All that force comes by way of “bearings that seize up, or if their shock is blown for whatever reason, or it’s broken, or it’s too low pressure and they are getting air or just riding hard it puts so much stress on the frame. The frame wasn’t designed to take it. We’ve had plenty of bikes come in where people think they’re just riding along and ‘I broke this stupid mountain bike that’s supposed to be tough.'” In short, swapping pivot bearings seasonally and checking your shock pressure once a week can save a wad of cash.
Ruckus no longer repairs carbon rims and handlebars since those parts are comparatively inexpensive to replace. There are generally two prices for carbon tube repairs: $500 and $750. Both receive the same repair and care, and the $250 difference covers paint and graphic matching. If clients don’t need the graphics and paint rematched Ruckus will block the area and repaint it with flat black in a way that integrates as cleanly as possible with the rest of the frame aesthetic. If folks want everything to look like new, or to replace the paint with something custom, the price goes up quickly. Custom paint is often outsourced, with a bill that starts at roughly $1,200. If multiple tubes are fractured the job gets bundled, ending up less than $500 per tube.
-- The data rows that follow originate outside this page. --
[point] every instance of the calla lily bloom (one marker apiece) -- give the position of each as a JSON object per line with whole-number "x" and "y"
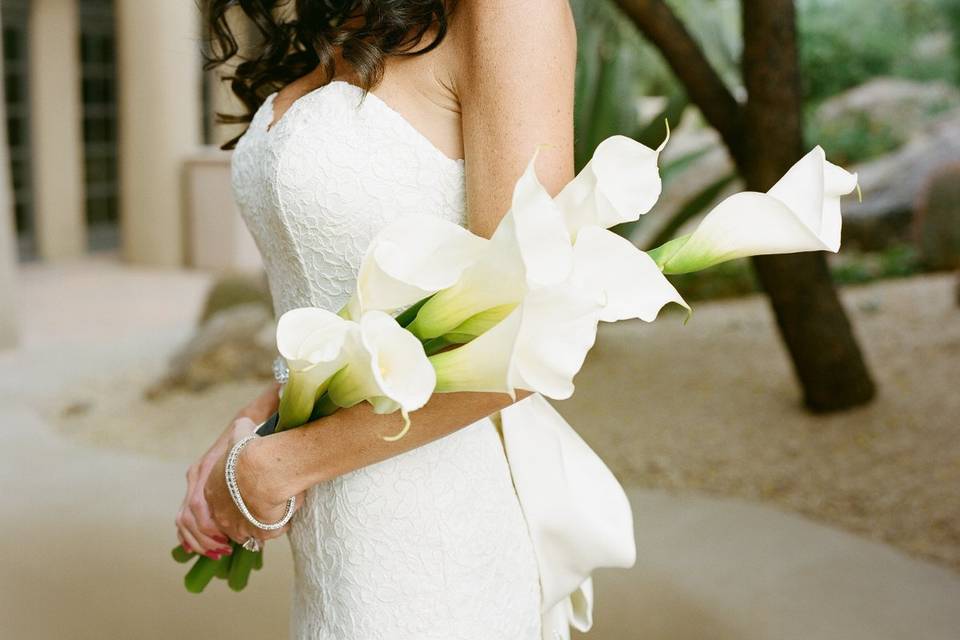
{"x": 627, "y": 281}
{"x": 800, "y": 213}
{"x": 386, "y": 366}
{"x": 313, "y": 343}
{"x": 410, "y": 259}
{"x": 530, "y": 248}
{"x": 539, "y": 347}
{"x": 619, "y": 184}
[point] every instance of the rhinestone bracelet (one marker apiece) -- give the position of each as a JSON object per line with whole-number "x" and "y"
{"x": 231, "y": 475}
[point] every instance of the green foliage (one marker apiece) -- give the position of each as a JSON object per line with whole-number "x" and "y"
{"x": 615, "y": 69}
{"x": 844, "y": 43}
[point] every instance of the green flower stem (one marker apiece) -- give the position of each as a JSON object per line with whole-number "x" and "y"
{"x": 323, "y": 408}
{"x": 200, "y": 575}
{"x": 665, "y": 252}
{"x": 240, "y": 567}
{"x": 181, "y": 555}
{"x": 298, "y": 400}
{"x": 411, "y": 312}
{"x": 223, "y": 564}
{"x": 436, "y": 345}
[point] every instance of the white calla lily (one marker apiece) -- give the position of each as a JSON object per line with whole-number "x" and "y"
{"x": 530, "y": 248}
{"x": 539, "y": 347}
{"x": 411, "y": 258}
{"x": 313, "y": 343}
{"x": 800, "y": 213}
{"x": 626, "y": 279}
{"x": 619, "y": 184}
{"x": 386, "y": 366}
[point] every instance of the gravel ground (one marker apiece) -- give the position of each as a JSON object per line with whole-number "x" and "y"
{"x": 707, "y": 407}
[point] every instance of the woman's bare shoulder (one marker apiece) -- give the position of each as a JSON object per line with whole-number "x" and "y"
{"x": 487, "y": 35}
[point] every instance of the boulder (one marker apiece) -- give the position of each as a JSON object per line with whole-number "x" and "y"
{"x": 937, "y": 220}
{"x": 884, "y": 104}
{"x": 237, "y": 343}
{"x": 892, "y": 185}
{"x": 235, "y": 289}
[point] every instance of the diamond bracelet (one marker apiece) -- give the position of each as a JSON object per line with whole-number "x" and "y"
{"x": 230, "y": 471}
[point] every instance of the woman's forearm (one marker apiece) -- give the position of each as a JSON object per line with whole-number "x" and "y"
{"x": 290, "y": 462}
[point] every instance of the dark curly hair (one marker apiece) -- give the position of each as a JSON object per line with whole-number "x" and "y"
{"x": 294, "y": 37}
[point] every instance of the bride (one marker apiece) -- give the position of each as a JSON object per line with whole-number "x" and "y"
{"x": 361, "y": 111}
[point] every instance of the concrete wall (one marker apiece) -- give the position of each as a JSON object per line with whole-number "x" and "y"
{"x": 160, "y": 124}
{"x": 55, "y": 129}
{"x": 217, "y": 238}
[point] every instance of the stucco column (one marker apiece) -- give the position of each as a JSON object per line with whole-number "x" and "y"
{"x": 55, "y": 129}
{"x": 8, "y": 252}
{"x": 160, "y": 123}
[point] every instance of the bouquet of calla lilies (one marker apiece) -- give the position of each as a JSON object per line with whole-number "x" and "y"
{"x": 438, "y": 309}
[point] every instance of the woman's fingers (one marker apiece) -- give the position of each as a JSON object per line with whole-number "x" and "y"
{"x": 200, "y": 541}
{"x": 186, "y": 538}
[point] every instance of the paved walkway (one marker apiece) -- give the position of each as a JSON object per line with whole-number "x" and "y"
{"x": 87, "y": 530}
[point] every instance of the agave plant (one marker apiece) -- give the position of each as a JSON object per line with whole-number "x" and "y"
{"x": 616, "y": 68}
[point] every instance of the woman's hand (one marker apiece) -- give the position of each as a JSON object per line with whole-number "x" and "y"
{"x": 196, "y": 529}
{"x": 260, "y": 485}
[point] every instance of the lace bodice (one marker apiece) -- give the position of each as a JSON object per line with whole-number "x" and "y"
{"x": 431, "y": 544}
{"x": 318, "y": 184}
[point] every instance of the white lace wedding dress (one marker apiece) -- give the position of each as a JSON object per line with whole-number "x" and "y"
{"x": 485, "y": 534}
{"x": 431, "y": 543}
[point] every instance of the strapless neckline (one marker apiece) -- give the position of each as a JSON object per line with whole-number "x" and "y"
{"x": 271, "y": 127}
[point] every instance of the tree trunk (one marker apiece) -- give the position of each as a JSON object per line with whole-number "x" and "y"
{"x": 812, "y": 321}
{"x": 765, "y": 138}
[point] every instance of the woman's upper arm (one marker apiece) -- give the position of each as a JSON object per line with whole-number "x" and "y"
{"x": 514, "y": 79}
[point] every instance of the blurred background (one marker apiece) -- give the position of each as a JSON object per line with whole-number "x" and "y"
{"x": 792, "y": 453}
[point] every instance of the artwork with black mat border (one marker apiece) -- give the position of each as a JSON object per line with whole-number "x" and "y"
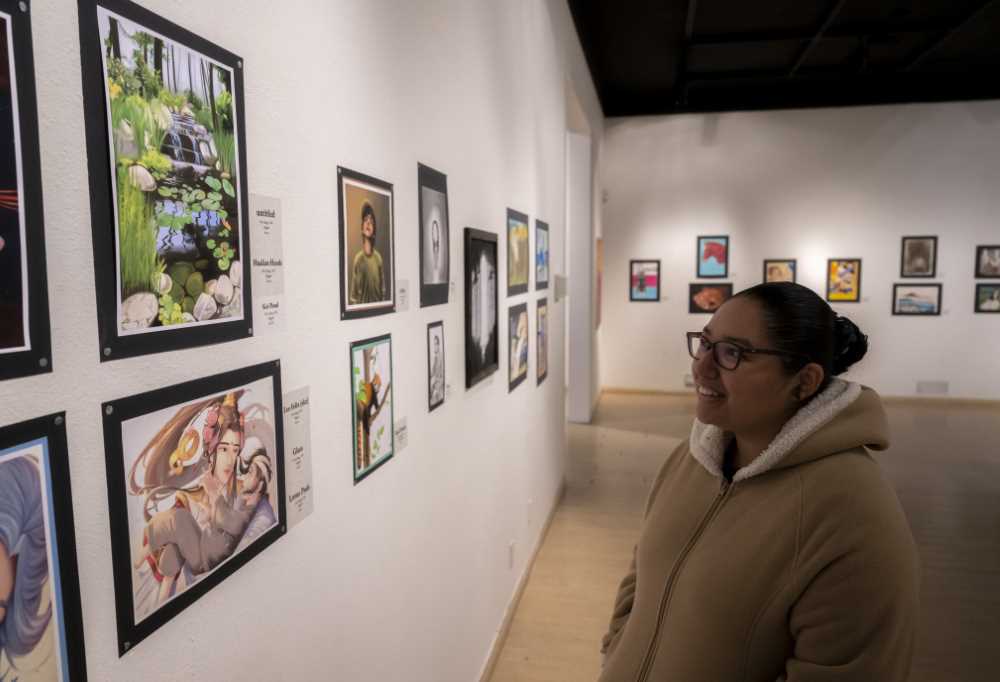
{"x": 186, "y": 282}
{"x": 35, "y": 484}
{"x": 25, "y": 343}
{"x": 163, "y": 451}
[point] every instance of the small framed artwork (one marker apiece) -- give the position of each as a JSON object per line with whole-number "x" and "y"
{"x": 987, "y": 262}
{"x": 713, "y": 256}
{"x": 435, "y": 365}
{"x": 517, "y": 333}
{"x": 25, "y": 345}
{"x": 166, "y": 146}
{"x": 916, "y": 299}
{"x": 42, "y": 624}
{"x": 196, "y": 489}
{"x": 706, "y": 298}
{"x": 781, "y": 270}
{"x": 988, "y": 298}
{"x": 542, "y": 344}
{"x": 371, "y": 404}
{"x": 918, "y": 257}
{"x": 644, "y": 280}
{"x": 518, "y": 260}
{"x": 435, "y": 236}
{"x": 482, "y": 356}
{"x": 843, "y": 280}
{"x": 541, "y": 255}
{"x": 367, "y": 246}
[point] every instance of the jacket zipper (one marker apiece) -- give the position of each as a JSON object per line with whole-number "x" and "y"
{"x": 647, "y": 663}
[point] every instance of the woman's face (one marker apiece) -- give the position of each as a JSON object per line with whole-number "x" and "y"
{"x": 226, "y": 454}
{"x": 758, "y": 395}
{"x": 6, "y": 579}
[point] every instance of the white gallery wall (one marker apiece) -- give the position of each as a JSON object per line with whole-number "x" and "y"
{"x": 407, "y": 575}
{"x": 811, "y": 185}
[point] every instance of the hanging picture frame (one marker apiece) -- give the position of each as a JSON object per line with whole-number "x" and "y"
{"x": 25, "y": 343}
{"x": 482, "y": 356}
{"x": 780, "y": 270}
{"x": 435, "y": 365}
{"x": 168, "y": 182}
{"x": 644, "y": 281}
{"x": 713, "y": 257}
{"x": 38, "y": 552}
{"x": 367, "y": 245}
{"x": 541, "y": 255}
{"x": 517, "y": 346}
{"x": 518, "y": 258}
{"x": 918, "y": 257}
{"x": 435, "y": 236}
{"x": 210, "y": 449}
{"x": 916, "y": 299}
{"x": 371, "y": 405}
{"x": 843, "y": 280}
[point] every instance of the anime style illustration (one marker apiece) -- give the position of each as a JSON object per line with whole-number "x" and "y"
{"x": 517, "y": 325}
{"x": 713, "y": 256}
{"x": 644, "y": 280}
{"x": 368, "y": 286}
{"x": 843, "y": 280}
{"x": 435, "y": 364}
{"x": 372, "y": 414}
{"x": 40, "y": 625}
{"x": 518, "y": 260}
{"x": 202, "y": 489}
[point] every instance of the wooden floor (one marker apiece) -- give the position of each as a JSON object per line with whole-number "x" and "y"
{"x": 944, "y": 463}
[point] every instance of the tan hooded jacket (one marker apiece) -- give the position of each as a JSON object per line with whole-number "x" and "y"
{"x": 802, "y": 569}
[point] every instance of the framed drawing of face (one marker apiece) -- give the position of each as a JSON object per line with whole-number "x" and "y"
{"x": 435, "y": 236}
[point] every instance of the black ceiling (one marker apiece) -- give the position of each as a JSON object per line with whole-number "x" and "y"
{"x": 674, "y": 56}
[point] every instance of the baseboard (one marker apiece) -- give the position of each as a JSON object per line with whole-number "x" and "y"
{"x": 508, "y": 617}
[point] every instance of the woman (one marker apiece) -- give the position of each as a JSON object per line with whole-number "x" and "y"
{"x": 772, "y": 548}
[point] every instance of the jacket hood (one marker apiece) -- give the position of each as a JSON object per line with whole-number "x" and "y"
{"x": 845, "y": 416}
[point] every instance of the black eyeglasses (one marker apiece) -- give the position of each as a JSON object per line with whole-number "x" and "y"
{"x": 727, "y": 354}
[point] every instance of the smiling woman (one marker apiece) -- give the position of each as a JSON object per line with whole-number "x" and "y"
{"x": 772, "y": 548}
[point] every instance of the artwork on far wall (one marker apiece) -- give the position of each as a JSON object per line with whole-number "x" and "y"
{"x": 435, "y": 236}
{"x": 435, "y": 365}
{"x": 987, "y": 262}
{"x": 371, "y": 404}
{"x": 916, "y": 299}
{"x": 541, "y": 255}
{"x": 517, "y": 336}
{"x": 196, "y": 489}
{"x": 987, "y": 298}
{"x": 41, "y": 624}
{"x": 644, "y": 280}
{"x": 713, "y": 256}
{"x": 542, "y": 344}
{"x": 481, "y": 313}
{"x": 781, "y": 270}
{"x": 706, "y": 298}
{"x": 167, "y": 159}
{"x": 919, "y": 257}
{"x": 367, "y": 245}
{"x": 518, "y": 258}
{"x": 25, "y": 346}
{"x": 843, "y": 280}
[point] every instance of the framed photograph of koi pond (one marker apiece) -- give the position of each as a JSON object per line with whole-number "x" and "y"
{"x": 25, "y": 346}
{"x": 196, "y": 489}
{"x": 168, "y": 190}
{"x": 42, "y": 624}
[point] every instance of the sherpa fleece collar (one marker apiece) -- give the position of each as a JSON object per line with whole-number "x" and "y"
{"x": 708, "y": 443}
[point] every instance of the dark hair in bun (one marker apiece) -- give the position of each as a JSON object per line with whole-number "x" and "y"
{"x": 799, "y": 322}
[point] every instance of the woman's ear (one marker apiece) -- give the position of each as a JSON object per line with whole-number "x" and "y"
{"x": 810, "y": 378}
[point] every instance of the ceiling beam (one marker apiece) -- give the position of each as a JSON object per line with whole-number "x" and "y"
{"x": 927, "y": 51}
{"x": 831, "y": 16}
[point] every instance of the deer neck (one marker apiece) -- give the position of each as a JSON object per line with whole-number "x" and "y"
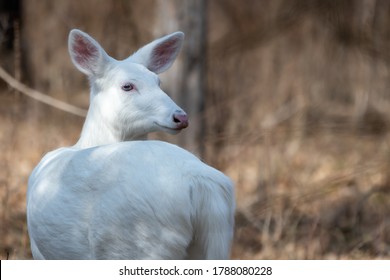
{"x": 97, "y": 131}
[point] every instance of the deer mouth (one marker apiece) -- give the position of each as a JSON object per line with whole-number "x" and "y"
{"x": 172, "y": 130}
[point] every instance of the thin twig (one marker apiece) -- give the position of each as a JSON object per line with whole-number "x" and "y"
{"x": 40, "y": 96}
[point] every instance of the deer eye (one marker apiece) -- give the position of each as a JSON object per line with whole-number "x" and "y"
{"x": 128, "y": 87}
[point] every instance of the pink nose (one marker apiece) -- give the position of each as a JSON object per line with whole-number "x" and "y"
{"x": 181, "y": 120}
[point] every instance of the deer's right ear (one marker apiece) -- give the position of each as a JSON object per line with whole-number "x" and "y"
{"x": 86, "y": 54}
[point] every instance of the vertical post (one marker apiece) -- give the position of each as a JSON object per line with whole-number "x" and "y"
{"x": 192, "y": 86}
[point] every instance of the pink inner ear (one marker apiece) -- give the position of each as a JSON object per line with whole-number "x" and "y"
{"x": 84, "y": 51}
{"x": 163, "y": 54}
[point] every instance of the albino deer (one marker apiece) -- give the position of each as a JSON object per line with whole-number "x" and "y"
{"x": 115, "y": 195}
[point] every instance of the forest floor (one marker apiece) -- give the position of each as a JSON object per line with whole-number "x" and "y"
{"x": 323, "y": 195}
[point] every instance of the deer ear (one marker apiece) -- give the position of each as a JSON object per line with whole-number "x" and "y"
{"x": 159, "y": 55}
{"x": 86, "y": 54}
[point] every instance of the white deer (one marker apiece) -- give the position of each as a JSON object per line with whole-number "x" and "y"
{"x": 116, "y": 195}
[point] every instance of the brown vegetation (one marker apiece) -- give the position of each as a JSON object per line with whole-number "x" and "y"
{"x": 296, "y": 112}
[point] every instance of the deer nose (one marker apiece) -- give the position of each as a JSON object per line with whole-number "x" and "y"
{"x": 181, "y": 120}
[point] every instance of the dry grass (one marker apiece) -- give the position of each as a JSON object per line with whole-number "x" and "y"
{"x": 296, "y": 113}
{"x": 324, "y": 196}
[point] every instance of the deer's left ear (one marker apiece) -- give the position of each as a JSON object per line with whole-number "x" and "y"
{"x": 86, "y": 53}
{"x": 159, "y": 55}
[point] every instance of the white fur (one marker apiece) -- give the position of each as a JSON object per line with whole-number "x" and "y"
{"x": 110, "y": 198}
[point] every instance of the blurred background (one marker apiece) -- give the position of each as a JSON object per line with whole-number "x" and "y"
{"x": 290, "y": 98}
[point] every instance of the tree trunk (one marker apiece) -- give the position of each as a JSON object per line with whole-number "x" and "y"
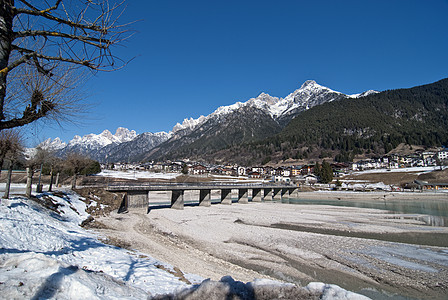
{"x": 51, "y": 180}
{"x": 29, "y": 181}
{"x": 74, "y": 181}
{"x": 6, "y": 35}
{"x": 8, "y": 181}
{"x": 57, "y": 179}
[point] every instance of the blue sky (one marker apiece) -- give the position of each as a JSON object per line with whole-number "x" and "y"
{"x": 194, "y": 56}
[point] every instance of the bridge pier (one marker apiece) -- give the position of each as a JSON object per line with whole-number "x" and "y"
{"x": 226, "y": 196}
{"x": 137, "y": 199}
{"x": 256, "y": 195}
{"x": 243, "y": 196}
{"x": 177, "y": 199}
{"x": 204, "y": 198}
{"x": 267, "y": 194}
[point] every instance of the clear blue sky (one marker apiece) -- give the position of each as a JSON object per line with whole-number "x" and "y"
{"x": 194, "y": 56}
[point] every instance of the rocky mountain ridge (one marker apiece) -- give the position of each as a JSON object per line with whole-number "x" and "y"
{"x": 240, "y": 122}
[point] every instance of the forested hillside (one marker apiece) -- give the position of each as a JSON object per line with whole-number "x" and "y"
{"x": 368, "y": 126}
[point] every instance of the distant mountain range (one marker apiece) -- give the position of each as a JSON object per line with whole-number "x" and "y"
{"x": 227, "y": 126}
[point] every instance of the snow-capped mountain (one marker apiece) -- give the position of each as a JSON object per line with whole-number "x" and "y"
{"x": 106, "y": 147}
{"x": 281, "y": 109}
{"x": 52, "y": 145}
{"x": 254, "y": 119}
{"x": 97, "y": 141}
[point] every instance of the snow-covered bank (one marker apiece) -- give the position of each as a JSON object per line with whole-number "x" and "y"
{"x": 45, "y": 254}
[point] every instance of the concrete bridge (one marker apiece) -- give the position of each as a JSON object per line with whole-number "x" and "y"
{"x": 137, "y": 195}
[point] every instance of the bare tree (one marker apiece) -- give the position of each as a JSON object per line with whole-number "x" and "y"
{"x": 41, "y": 43}
{"x": 11, "y": 146}
{"x": 76, "y": 163}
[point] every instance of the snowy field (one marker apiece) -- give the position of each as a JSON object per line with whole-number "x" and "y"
{"x": 47, "y": 255}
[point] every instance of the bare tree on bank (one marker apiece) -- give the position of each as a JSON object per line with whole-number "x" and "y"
{"x": 42, "y": 43}
{"x": 11, "y": 147}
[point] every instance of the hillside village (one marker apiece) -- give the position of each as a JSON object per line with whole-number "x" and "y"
{"x": 293, "y": 173}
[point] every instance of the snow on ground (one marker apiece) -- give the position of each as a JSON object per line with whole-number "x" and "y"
{"x": 418, "y": 170}
{"x": 45, "y": 254}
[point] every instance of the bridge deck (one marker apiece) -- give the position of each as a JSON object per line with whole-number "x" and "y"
{"x": 189, "y": 187}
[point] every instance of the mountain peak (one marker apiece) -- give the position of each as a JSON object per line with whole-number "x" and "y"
{"x": 309, "y": 83}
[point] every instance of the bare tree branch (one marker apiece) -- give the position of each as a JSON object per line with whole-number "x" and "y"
{"x": 51, "y": 35}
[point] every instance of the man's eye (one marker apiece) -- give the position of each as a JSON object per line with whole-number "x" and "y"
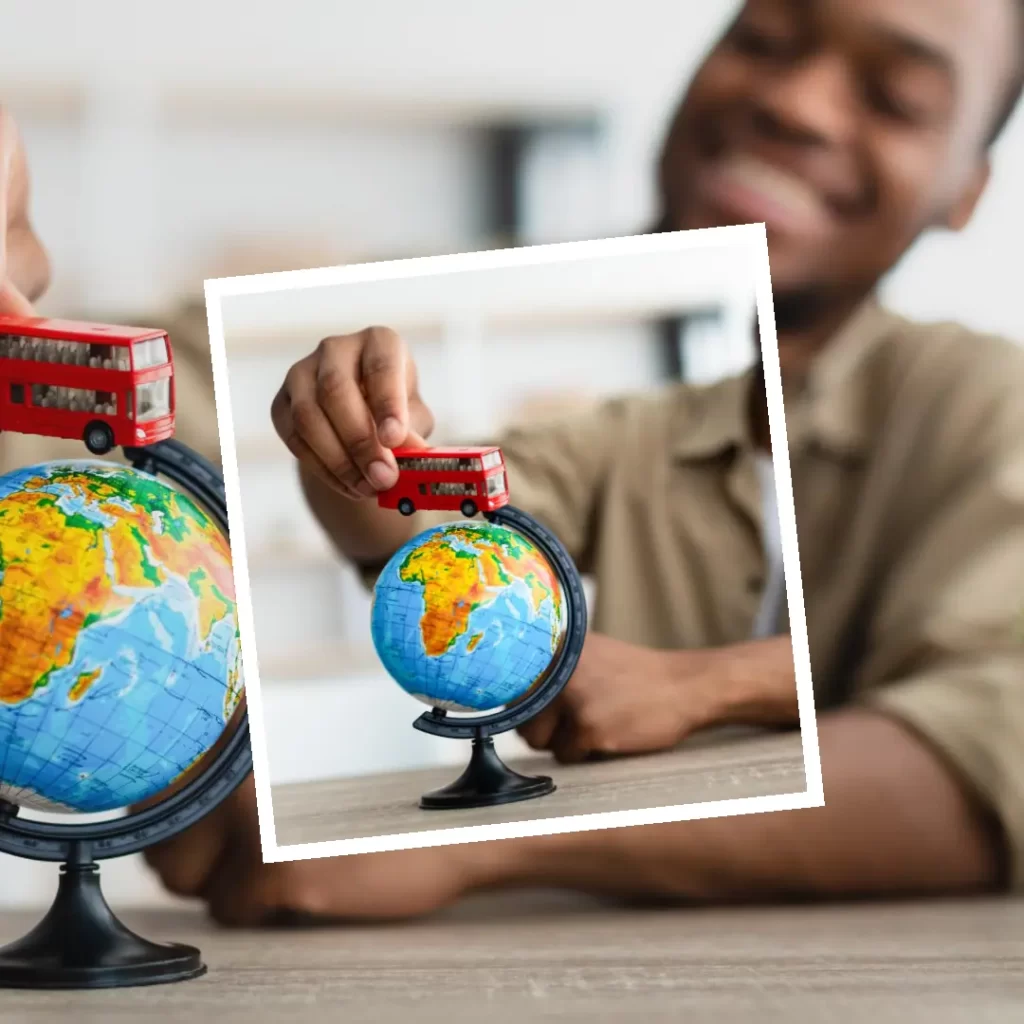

Looking toward the future, Shawn says that he would like to see carbon frame designers focus on durability and safety when frames do break. “Mountain bikes are going to take damage, but how do we design the carbon structure to be what I call a damage tolerant design? And that’s a term used in the aerospace industry. Let’s say something takes damage, the whole structure doesn’t fail. Let’s say the top tube takes something pretty serious, but the bike doesn’t fall apart. That’s kind of some deeper level material engineering that, honestly is happening a little bit, which is pretty neat to see. I think that can really be the next evolution of designing composites to be pretty damage-proof. You know, there’s a baseball bat company here in Beaverton that builds carbon softball bats. You don’t just use those once and hang them up.”
On a separate future note, Shawn is working with an international organization to achieve equal pay for professional female bike racers. Once the pandemic ebbs he hopes to work with one of the women’s pro teams for a season, wrenching on bikes and analyzing the frames to make sure no one is riding a busted machine. He says that super light carbon road bikes are built tough, but pro athletes are hard on gear, and no bike is designed to be thrown into and out of airplanes fifty times in a year, smashed under suitcases. He says that all of the broken bikes in the pro road racing peloton could be prevented with regular carbon analysis.
Will you be bolting or strapping a water bottle to the down tube any time soon?